Pancreatic cancer is highly prevalent and exhibits a high incidence and mortality rate. Hypoxia contributes to tumorigenesis and the progression of pancreatic cancer. To the best of our knowledge, the role of microRNA (miR)-519 has not been investigated in hypoxia-induced pancreatic cancer progression. The purpose of the present study was to elucidate the mechanism underlying miR-519-mediated regulation of pancreatic cancer progression. Reverse transcription-quantitative PCR and western blotting were performed to investigate miR-519 and programmed death ligand 1 (PD-L1) mRNA and protein levels, respectively. Additionally, a Transwell assay was performed to examine the invasiveness of PANC-1 and SW1990 cells.
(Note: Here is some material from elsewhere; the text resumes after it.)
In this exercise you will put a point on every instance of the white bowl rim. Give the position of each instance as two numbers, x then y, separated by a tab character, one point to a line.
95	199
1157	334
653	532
Cells were subsequently stained with Annexin V to determine the apoptotic rate of cells. Furthermore, bioinformatics analysis and a dual-luciferase reporter assay were performed to confirm the direct association between miR-519 and PD-L1, and a xenograft experiment was conducted to test the role of miR-519 in vivo. The results revealed that the expression levels of miR-519 in pancreatic cancer cells were reduced following hypoxia treatment. Furthermore, transfection with miR-519 mimics inhibited PANC-1 and SW1990 cell invasiveness, and induced apoptosis under hypoxic conditions. PD-L1 was also identified as a downstream target of miR-519, and rescued the miR-519 mimic-attenuated tumorigenesis of pancreatic cancer cells under hypoxic conditions. Additionally, treatment with miR-519 mimics significantly suppressed the tumor growth of PANC-1 cells. The results of the present study indicated a novel mechanism of miR-519-mediated tumorigenesis in pancreatic cancer cells under hypoxic conditions. The conclusions may be crucial for the improvement of future pancreatic cancer treatment.